Quiconque a déjà pris un taxi en Chine a pu se rendre compte que la conduite y était pour le moins différente de la France. Et d'après les statistiques (qui varient entre les chiffres nationaux et ceux estimés par l'OMS), les routes chinoises sont 3,5 à 16 fois plus dangereuses qu'en France. Notre enquête pour voir les origines de ces différences et les moyens concrets mis en place pour améliorer la sécurité sur les routes.

 

Les challenges liés à la modernisation

Le bureau national des statistiques chinoises dénombrait 58,538 morts sur les routes en 2015, alors qu'une estimation de l'OMS (Organisation Mondiale de la Santé) annonçait un chiffre quatre fois plus important : 261,367 personnes auraient trouvé la mort dans un accident de voiture en 2015. La différence tiendrait à une difficulté d'obtenir des chiffres précis entre les morts constatées sur place et celles survenant à l'hôpital. Mais quels que soient les chiffres réels, les routes chinoises seraient donc en moyenne 3,5 à 16 fois plus dangereuses qu'en France.

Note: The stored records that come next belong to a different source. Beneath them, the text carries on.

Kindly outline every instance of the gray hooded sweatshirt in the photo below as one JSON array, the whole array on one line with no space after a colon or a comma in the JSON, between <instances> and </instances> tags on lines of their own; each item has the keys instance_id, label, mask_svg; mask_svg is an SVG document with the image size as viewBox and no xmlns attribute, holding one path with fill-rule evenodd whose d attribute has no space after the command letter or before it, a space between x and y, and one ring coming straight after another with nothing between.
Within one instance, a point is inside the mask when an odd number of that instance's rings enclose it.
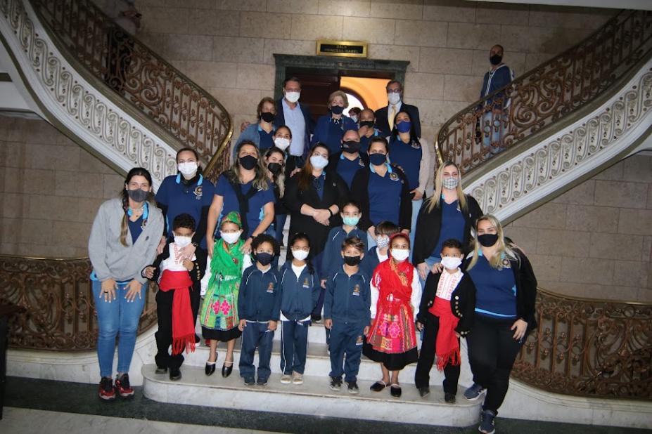
<instances>
[{"instance_id":1,"label":"gray hooded sweatshirt","mask_svg":"<svg viewBox=\"0 0 652 434\"><path fill-rule=\"evenodd\" d=\"M127 235L127 246L120 242L120 226L124 210L119 198L111 199L100 206L89 238L89 258L100 281L135 279L144 284L147 279L141 271L156 258L156 247L163 233L163 214L155 205L149 204L147 225L132 244Z\"/></svg>"}]
</instances>

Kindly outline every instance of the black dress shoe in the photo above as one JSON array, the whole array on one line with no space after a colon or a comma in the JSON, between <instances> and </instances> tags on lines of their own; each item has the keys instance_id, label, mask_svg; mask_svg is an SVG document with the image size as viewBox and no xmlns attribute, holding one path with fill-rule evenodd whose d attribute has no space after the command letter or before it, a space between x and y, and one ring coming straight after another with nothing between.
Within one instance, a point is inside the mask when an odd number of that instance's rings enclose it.
<instances>
[{"instance_id":1,"label":"black dress shoe","mask_svg":"<svg viewBox=\"0 0 652 434\"><path fill-rule=\"evenodd\" d=\"M227 363L229 363L229 362L224 362L224 364L222 365L222 376L225 379L231 375L234 370L234 362L230 362L231 366L226 366Z\"/></svg>"},{"instance_id":2,"label":"black dress shoe","mask_svg":"<svg viewBox=\"0 0 652 434\"><path fill-rule=\"evenodd\" d=\"M177 381L181 379L181 369L179 368L170 368L170 379L172 381Z\"/></svg>"}]
</instances>

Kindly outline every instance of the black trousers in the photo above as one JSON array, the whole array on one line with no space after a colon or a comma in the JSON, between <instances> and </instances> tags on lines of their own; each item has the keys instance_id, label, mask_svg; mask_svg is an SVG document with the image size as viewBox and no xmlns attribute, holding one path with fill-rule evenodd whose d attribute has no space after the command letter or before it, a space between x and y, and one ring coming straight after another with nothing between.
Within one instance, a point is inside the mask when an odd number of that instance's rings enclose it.
<instances>
[{"instance_id":1,"label":"black trousers","mask_svg":"<svg viewBox=\"0 0 652 434\"><path fill-rule=\"evenodd\" d=\"M416 372L414 374L414 385L418 388L428 386L430 383L430 371L435 363L437 332L439 331L439 317L428 313L426 324L423 326L423 339L421 341L421 351L418 355ZM457 339L459 343L459 339ZM444 393L457 393L457 381L459 380L460 365L453 366L450 363L444 367Z\"/></svg>"},{"instance_id":2,"label":"black trousers","mask_svg":"<svg viewBox=\"0 0 652 434\"><path fill-rule=\"evenodd\" d=\"M466 337L468 362L473 381L487 389L482 409L497 414L509 387L509 374L520 347L528 337L515 340L509 328L514 320L492 320L475 315L473 329Z\"/></svg>"},{"instance_id":3,"label":"black trousers","mask_svg":"<svg viewBox=\"0 0 652 434\"><path fill-rule=\"evenodd\" d=\"M190 292L190 306L193 311L193 324L197 320L200 301L201 283L196 282ZM156 356L154 357L156 366L171 369L178 369L184 362L183 354L171 355L170 346L172 343L172 301L174 293L179 289L156 293L156 315L158 317L158 331L154 334L156 338ZM181 290L183 291L183 290Z\"/></svg>"}]
</instances>

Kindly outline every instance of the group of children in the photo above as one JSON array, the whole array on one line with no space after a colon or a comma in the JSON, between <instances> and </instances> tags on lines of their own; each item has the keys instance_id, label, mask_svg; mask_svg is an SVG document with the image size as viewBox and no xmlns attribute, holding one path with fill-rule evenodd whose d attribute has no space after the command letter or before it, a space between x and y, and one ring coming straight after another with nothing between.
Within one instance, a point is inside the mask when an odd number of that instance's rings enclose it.
<instances>
[{"instance_id":1,"label":"group of children","mask_svg":"<svg viewBox=\"0 0 652 434\"><path fill-rule=\"evenodd\" d=\"M279 246L270 235L256 237L251 254L243 254L242 223L235 211L219 222L220 236L212 258L207 260L198 249L192 261L181 260L178 254L191 239L195 222L188 214L178 216L173 222L174 240L170 239L155 263L143 271L143 275L159 281L157 373L170 370L170 379L181 378L182 353L193 350L198 341L194 334L198 311L202 335L210 348L207 376L215 372L219 341L226 343L222 376L231 374L234 348L241 338L240 376L248 386L267 384L274 334L280 321L281 382L302 384L311 314L324 291L331 388L340 388L343 375L348 391L358 393L357 376L363 344L369 338L371 312L376 312L370 287L374 272L386 261L392 261L392 270L414 271L414 267L407 257L402 258L404 255L390 254L393 239L407 242L409 249L409 239L395 225L378 224L377 245L367 251L366 234L357 228L359 206L347 202L342 215L344 224L333 229L328 236L321 276L310 262L310 240L303 233L290 235L291 260L280 270L272 265L279 255ZM420 305L412 308L415 313L418 309L414 318L416 327L423 331L415 384L422 397L429 393L429 371L436 360L437 369L443 370L446 377L445 400L454 402L460 371L459 337L471 327L475 288L460 269L464 258L460 242L446 241L441 254L442 271L429 274ZM203 300L200 310L199 296ZM257 368L253 363L257 348Z\"/></svg>"}]
</instances>

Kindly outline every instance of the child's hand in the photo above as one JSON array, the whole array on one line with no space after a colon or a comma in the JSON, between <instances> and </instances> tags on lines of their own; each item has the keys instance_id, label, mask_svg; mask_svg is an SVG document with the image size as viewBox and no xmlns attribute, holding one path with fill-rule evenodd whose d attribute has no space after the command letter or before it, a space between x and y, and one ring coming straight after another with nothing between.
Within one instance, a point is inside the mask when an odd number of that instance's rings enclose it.
<instances>
[{"instance_id":1,"label":"child's hand","mask_svg":"<svg viewBox=\"0 0 652 434\"><path fill-rule=\"evenodd\" d=\"M154 267L151 265L145 267L145 272L143 274L144 274L145 277L148 279L151 279L154 277Z\"/></svg>"},{"instance_id":2,"label":"child's hand","mask_svg":"<svg viewBox=\"0 0 652 434\"><path fill-rule=\"evenodd\" d=\"M195 267L195 263L192 261L184 259L184 266L188 271L192 271L193 268Z\"/></svg>"}]
</instances>

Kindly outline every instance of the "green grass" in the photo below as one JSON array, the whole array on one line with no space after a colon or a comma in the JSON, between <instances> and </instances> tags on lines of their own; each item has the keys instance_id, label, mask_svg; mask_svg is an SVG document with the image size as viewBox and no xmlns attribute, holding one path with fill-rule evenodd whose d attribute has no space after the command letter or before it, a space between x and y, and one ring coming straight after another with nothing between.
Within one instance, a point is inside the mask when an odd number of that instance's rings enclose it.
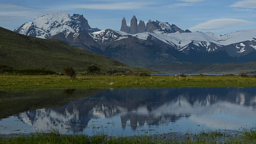
<instances>
[{"instance_id":1,"label":"green grass","mask_svg":"<svg viewBox=\"0 0 256 144\"><path fill-rule=\"evenodd\" d=\"M168 134L131 137L100 134L90 137L61 135L57 131L52 130L49 133L38 133L28 136L0 138L0 144L253 144L256 142L255 130L245 130L242 134L238 135L220 131L202 132L197 134L186 134L182 138L176 138L175 136L174 138L168 136Z\"/></svg>"},{"instance_id":2,"label":"green grass","mask_svg":"<svg viewBox=\"0 0 256 144\"><path fill-rule=\"evenodd\" d=\"M244 87L256 86L256 78L235 76L187 77L79 76L0 75L0 90L92 88L175 88L180 87Z\"/></svg>"},{"instance_id":3,"label":"green grass","mask_svg":"<svg viewBox=\"0 0 256 144\"><path fill-rule=\"evenodd\" d=\"M0 27L0 64L16 70L44 68L63 72L71 66L84 72L92 64L102 71L108 68L126 67L134 72L153 72L146 68L135 68L99 54L76 48L54 40L43 39L19 34Z\"/></svg>"}]
</instances>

Même si ces chiffres sont élevés, il est à noter que la Chine ne possède pas de système d'urgence au niveau national comme c'est le cas en France, et que l'absence de formation aux premiers secours de la population (seule 5% de la population est formée contre 30% en France), font que les personnes blessées sont plus susceptibles de décéder des suites de l'accident, surtout dans les zones reculées. Les véhicules parfois bondés ou hors d'âge n'aident évidemment pas à améliorer la situation.

On note qu'en Chine, ce sont les conducteurs de deux-roues (35% des décès pour les scooters, 10% pour

 les vélos) et les piétons (25% des morts) qui sont les plus vulnérables. La passion grandissante pour les scooters, vélos à moteurs et autre ebikes a rapidement créé des challenges importants pour le gouvernement et la police. En effet, comment s'assurer que les usagers de la route respectent les lois quand ils ne sont pas formés ?

Le scooter, qui ne nécessite pas de permis, va plus vite et est potentiellement plus dangereux, surtout quand la majorité des usagers ne porte pas de casque alors qu'ils sont plus vulnérables que dans une voiture. D'autre part la plupart des usagers de ces scooters et vélos électriques sont des migrants venant de zones rurales qui ne sont pas familiarisés avec la conduite et les règles de conduites. 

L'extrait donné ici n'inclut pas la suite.